Even though Cam Johnson was dead, Pescoli still felt a sense of urgency, and the missing kid didn’t help. Where the hell could he be? she wondered as she flipped on the lights and hit the gas. There were too many loose ends to be tied up, too much evidence to be collected, other stories that had to jibe with what Kacey was saying before Pescoli would be satisfied. Even though the doctor was half mad with worry about the boy’s whereabouts and beyond concerned that Trace O’Halleran might not make it, Alvarez and Pescoli were required to haul her to the station.

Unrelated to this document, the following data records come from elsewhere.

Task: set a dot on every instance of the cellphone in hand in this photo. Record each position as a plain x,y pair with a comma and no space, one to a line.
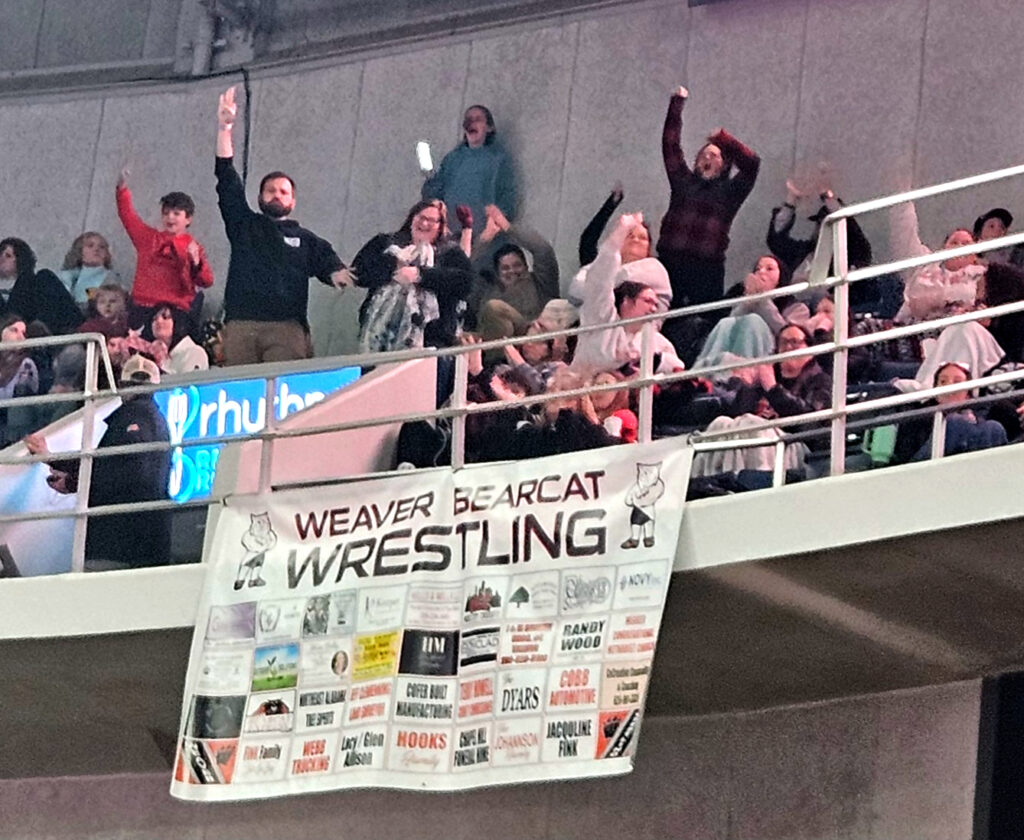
423,157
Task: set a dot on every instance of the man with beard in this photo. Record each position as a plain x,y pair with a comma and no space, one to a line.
272,258
704,201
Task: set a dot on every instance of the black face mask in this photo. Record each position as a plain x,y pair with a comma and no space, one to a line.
274,209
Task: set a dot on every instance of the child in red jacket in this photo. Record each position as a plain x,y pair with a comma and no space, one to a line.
171,264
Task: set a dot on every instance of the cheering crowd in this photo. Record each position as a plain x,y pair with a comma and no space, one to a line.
462,268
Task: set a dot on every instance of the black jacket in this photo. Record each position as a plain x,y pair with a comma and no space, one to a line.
271,260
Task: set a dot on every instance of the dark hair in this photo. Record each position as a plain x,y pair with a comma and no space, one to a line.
73,259
999,213
628,289
108,289
25,257
784,275
179,318
488,117
726,158
505,250
793,325
178,201
269,176
406,231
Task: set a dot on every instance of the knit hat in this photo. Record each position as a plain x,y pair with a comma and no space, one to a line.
140,369
558,315
650,273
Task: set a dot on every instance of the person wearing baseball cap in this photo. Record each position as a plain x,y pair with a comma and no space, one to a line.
991,225
139,538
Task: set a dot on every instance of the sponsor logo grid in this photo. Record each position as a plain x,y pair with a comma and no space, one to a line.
480,678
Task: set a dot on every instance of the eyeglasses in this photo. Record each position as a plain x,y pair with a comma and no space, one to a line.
792,342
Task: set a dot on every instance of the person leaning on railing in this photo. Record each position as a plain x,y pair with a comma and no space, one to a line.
507,295
139,538
791,387
18,377
967,429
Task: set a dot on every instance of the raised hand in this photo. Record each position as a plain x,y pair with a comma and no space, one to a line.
495,214
753,284
793,193
474,359
226,110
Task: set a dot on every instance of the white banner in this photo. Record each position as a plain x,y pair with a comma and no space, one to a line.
433,630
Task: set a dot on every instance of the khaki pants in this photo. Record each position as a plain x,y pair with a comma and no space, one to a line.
249,342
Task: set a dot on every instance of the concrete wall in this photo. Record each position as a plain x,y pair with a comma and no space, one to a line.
896,766
891,92
56,33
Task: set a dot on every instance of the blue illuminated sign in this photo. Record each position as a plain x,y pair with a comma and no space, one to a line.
195,413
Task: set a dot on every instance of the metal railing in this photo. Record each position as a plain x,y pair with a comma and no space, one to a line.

After their trip to the Emergency Room.

True, Pescoli thought as she drove onto the county road and saw the news team from a local station huddled in their van, Kacey Lambert had called 9-1-1 as well as left Alvarez several voice mail messages on her phone. It had been the doctor who had drawn the authorities to the scene, but she hadn’t played by the book, had ignored the 9-1-1 dispatcher’s advice and taken the law into her own hands.

Had she saved O’Halleran’s life?

Probably.

But two other people were dead and a kid was still missing.

The sketchy statement Kacey had given coincided with everything the crime scene guys had put together so far, but it was too early in the game. They still had to cross all the t’s and dot all the i’s.

She headed toward Grizzly Falls.

The night was dark aside from the snow, only a few farmhouses in the area, those with generators, showing any light in the windows. Tow trucks had stopped for a vehicle that had slid into the ditch, and other traffic was slow, battling the storm.